Governor Jørgen Iversen Dyppel led the second
expeditionary force from Denmark to St. Thomas, where he arrived on 25 May
1672; there, he initiated construction of Fort Christian, named
after King Christian V.[3] In the 18th century, the
fort was expanded and in 1874 a new entrance with a Victorian Clock tower
was added.[4] As the oldest standing
structure in the U.S. Virgin Islands, this fort has served as a town
center, a government building, and a jail. It currently holds the St.
Thomas Museum. This museum holds artifacts and art of the Danish period. Date over the main gate is 1671.
- Blackbeard's Castle is one of five National Historic
Landmarks in
the U.S. Virgin Islands. It is located in the city
of Charlotte Amalie, on the island of St. Thomas. Built in 1679 by the Danes as
a watchtower to protect the harbor as well as Fort Christian. Blackbeard's Castle was
originally called Skytsborg
Tower (meaning sky tower). It is located at the highest point
on Government Hill. Skytsborg Tower served as a
very effective vantage point for Danish soldiers to spot enemy
ships. .. It is not known what year Skytsborg Tower took on the name
of Blackbeard's Castle, but the infamous Edward Teach,
commonly known as Blackbeard, did sail the Caribbean waters in the early
18th century.
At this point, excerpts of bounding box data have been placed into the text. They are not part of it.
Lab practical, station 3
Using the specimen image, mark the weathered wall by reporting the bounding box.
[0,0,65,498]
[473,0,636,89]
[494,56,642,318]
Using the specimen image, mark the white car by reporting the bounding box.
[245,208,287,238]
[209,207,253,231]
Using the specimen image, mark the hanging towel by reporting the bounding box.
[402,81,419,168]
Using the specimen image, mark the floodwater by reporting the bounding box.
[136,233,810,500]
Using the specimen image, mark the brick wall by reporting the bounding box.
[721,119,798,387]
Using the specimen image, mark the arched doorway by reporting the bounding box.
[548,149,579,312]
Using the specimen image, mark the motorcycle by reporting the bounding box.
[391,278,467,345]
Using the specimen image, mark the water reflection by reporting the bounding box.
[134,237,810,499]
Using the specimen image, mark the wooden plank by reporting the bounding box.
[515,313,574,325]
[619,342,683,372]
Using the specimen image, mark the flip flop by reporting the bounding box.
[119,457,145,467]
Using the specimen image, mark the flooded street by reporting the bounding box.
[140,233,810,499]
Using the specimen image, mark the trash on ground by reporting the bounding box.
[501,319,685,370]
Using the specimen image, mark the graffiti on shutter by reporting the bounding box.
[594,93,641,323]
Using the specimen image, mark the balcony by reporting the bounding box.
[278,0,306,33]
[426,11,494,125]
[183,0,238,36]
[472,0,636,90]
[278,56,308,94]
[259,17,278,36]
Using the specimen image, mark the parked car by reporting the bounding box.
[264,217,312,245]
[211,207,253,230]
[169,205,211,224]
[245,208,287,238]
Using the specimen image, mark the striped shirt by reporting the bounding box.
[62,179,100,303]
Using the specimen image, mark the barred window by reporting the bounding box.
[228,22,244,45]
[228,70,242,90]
It has become part of the lore of the island that he used
the tower as a lookout for his own purposes of piracy.
- Emancipation Park & the Grand Galleria-Emancipation Park was
named in commemoration of the July 3rd, 1848 emancipation of slaves in the
Danish West Indies
- The 99 Steps-Charlotte
Amalie is unique for step streets, or” frigangs” as the Danes called them.
These steps were built in the mid1700s. Dozens of step streets cut through
nearly all the hills rising from the Charlotte Amalie harbor area; the 99
steps are the most popular.
·
- Drake’s Seat. The bench is named after the British
privateer Sir Francis Drake, who is said to have used the bay as an
anchorage point for his ships and may have climbed to this vantage point
as a way to identify ships to later plunder.